他の術師たちが向かうと、霊安室で倒れている術師を見つけた。駆けつけるとどうやら意識を失ってはいるが無事らしい。ホッとしたのも束の間、他の術師たちもバタバタとその場に倒れてしまったのだ。
「朝方、警備員に発見されて診察を受けましたが、全員衰弱が激しかったものの他に異常はみられませんでした。その後、数回術師を派遣しましたが、同じ結果となっています」
「それ、まずくないですか?」
霧斗が険しい表情で尋ねると、男性は「まずいです」とうなずいた。
「どういうものがいるのかはわかりませんが、恐らく術師の精気を吸いとったのでしょう。つまり、それだけ力を与えてしまったということになります」
「今まで送った術師では正体も掴めなくてね。どうだろう?受けてくれないか?」
高藤に言われて霧斗はため息をついた。
「俺が行ったところで同じかもしれませんよ?それでも良ければ行きましょう」
「ありがとうございます。これが前金と成功報酬になります」
男性から示された小切手を見て霧斗は首を振った。
「前金はいりません。高藤さんにはいつもお世話になってますから。成功報酬だけでいいです」
「しかし…」
前金を断る霧斗に意外そうな顔をして男性が高藤を見る。高藤は「霧斗がそう言うならそれでいいんじゃないかい?」と笑っていた。

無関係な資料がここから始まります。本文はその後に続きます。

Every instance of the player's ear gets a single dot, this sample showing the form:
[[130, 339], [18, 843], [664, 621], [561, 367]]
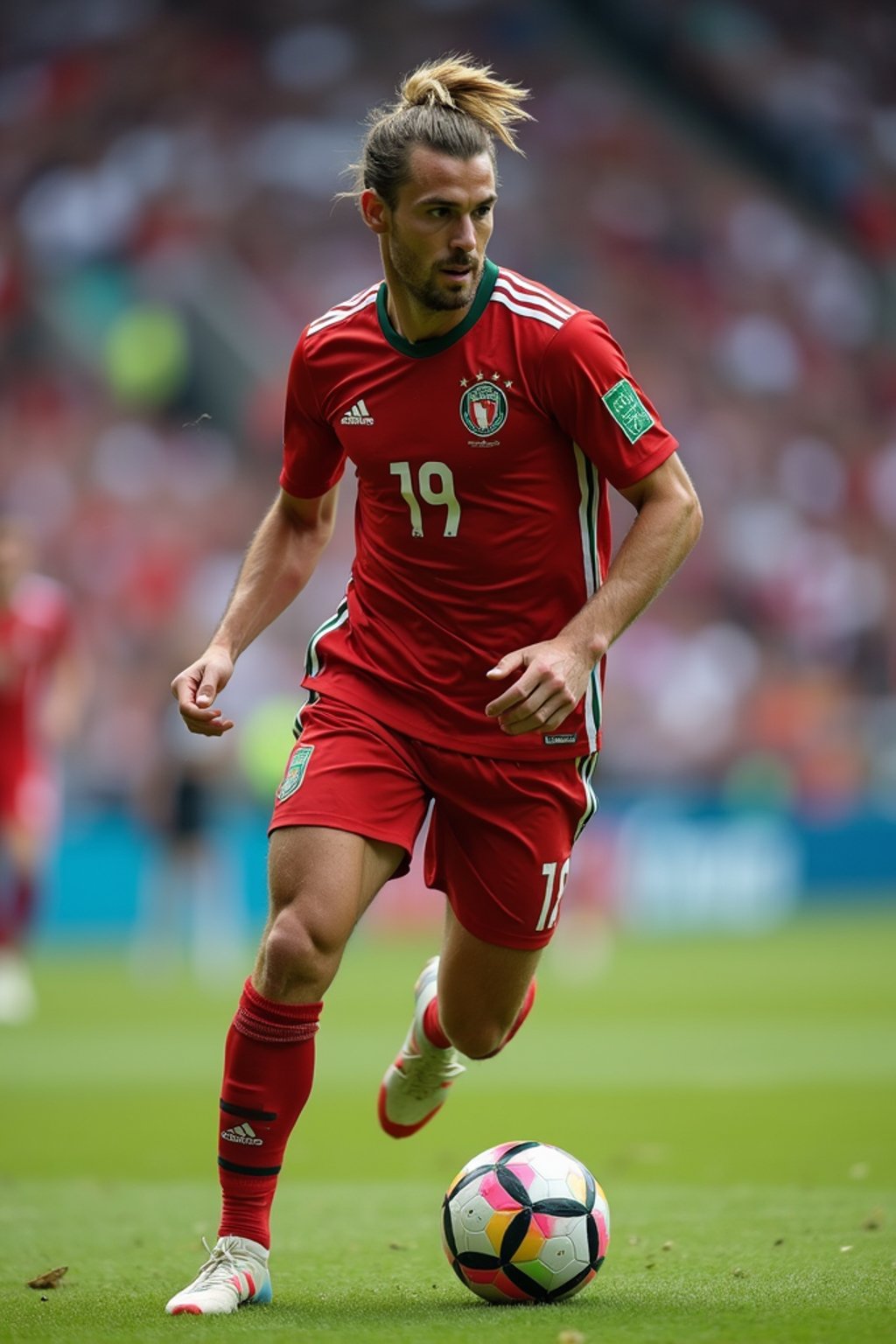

「資料はもらっていきます。勝手に行って大丈夫ですか?」
「いえ、行く前に私にご連絡ください。こちらの術師もひとり同行させていただきますし、先方にも連絡をいれます」
男性はそう言うと名刺を一枚差し出した。それを受け取って霧斗も名刺を渡す。男性からもらった名刺にはエージェント高梨勇と書いてあった。
「高梨さんね。じゃあ行く日が決まったら連絡します」
「よろしくお願いします」
立ち上がって頭を下げる高梨にうなずき、高藤に頭を下げて霧斗はバーを後にした。